Glean’s platform stands above the rest in several ways:

  1. It connects to over 100 popular business applications and data repositories (e.g., Teams, Slack, Jira, GitHub and ServiceNow) and continuously crawls and indexes the data within them to build a knowledge graph unique to each company’s content, internal language, people and relationships. This ensures comprehensive search coverage while improving search personalization and relevance.
  2. Unlike most search engines, which perform lexical search based on keywords alone, Glean performs concept-based retrieval. Using natural language processing, large language models (LLMs) and RAG, Glean is able to understand the meaning of words — helping it retrieve trustworthy answers related to a user's query even if they don't contain an exact keyword match. For example, if a user searches for “holiday calendar” but the company's knowledge base only contains the phrase “vacation calendar,” Glean will still return the right result.
  3. Glean provides role-based access control, taking into account all enterprise data permissions to ensure that users only have access to information they’re allowed to see — helping keep sensitive information secure.

But Glean hasn’t stopped there. In 2023, the company began leveraging generative AI (GenAI) to further improve its capabilities. It now offers a GenAI-based assistant that combines its search engine with the reasoning, summarization and conversational capabilities of LLMs. Glean Assistant can be implemented using the LLM of its customer’s choice without professional services, data training or fine-tuning, and can be used for Sales, Customer Support, Engineering and more. It even helps users build custom no-code GenAI applications, allowing enterprises to create conversational experiences for tasks like handling HR requests or answering FAQs in communication platforms.

Unsurprisingly, this game-changing platform is the brainchild of a true founding dream team. Co-founder and CEO Arvind Jain distinguished himself as one of Silicon Valley’s premier software engineers during Google's early days, where he spent over a decade leading teams at Google Search, Google Maps and YouTube. He then went on to co-found the unicorn data management company Rubrik, where he battled enterprise data sprawl and poor internal search solutions. Deciding to tackle the problem head-on, Arvind solicited T.R. Vishwanath, a former tech lead at Facebook and Microsoft, and Tony Gentilcore, the founder of Google’s Chrome Speed team, to join him in founding Glean.

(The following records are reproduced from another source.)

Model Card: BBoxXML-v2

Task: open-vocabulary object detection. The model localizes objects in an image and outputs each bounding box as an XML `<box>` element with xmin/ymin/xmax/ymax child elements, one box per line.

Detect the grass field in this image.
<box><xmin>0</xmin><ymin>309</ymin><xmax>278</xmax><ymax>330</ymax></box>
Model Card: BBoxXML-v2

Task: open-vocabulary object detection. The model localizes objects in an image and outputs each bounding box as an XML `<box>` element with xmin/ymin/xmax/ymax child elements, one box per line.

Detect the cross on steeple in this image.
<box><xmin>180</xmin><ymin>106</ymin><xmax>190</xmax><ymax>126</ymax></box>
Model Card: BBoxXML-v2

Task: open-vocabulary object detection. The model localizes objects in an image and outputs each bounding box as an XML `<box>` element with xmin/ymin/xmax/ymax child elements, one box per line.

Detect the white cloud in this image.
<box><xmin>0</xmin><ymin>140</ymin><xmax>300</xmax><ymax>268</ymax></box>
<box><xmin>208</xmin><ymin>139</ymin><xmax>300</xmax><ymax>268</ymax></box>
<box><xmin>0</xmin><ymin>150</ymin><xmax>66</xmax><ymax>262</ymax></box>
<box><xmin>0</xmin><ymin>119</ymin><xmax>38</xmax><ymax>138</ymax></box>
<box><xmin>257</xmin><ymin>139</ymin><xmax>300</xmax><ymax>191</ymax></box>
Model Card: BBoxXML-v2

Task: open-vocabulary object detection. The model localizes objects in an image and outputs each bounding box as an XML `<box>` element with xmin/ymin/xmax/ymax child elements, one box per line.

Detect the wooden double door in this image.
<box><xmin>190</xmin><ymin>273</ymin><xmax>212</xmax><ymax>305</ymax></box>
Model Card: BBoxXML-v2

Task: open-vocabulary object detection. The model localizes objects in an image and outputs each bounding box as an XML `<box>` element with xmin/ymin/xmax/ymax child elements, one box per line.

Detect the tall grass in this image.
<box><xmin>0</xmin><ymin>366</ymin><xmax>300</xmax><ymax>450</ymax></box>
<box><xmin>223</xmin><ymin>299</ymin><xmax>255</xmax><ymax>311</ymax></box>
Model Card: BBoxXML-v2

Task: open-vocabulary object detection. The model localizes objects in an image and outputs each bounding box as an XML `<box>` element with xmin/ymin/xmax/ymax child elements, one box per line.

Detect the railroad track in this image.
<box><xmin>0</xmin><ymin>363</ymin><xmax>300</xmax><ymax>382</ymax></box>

Thanks to its proprietary search and RAG technology, enterprise AI platform and top-tier team, we believe that Glean has significant potential to boost productivity and enhance knowledge management at Citi and across the business community. Thus, we at Citi are extremely pleased to announce our investment in Glean's Series D funding round — joining Lightspeed Ventures, Kleiner Perkins, IVP, Coatue, ICONIQ Growth, General Catalyst, Sequoia Capital, Workday Ventures, Capital One Ventures, Databricks Ventures and Latitude Capital. We look forward to supporting Glean in its mission to help teams work more efficiently. Our congratulations to Arvind and the entire Glean team!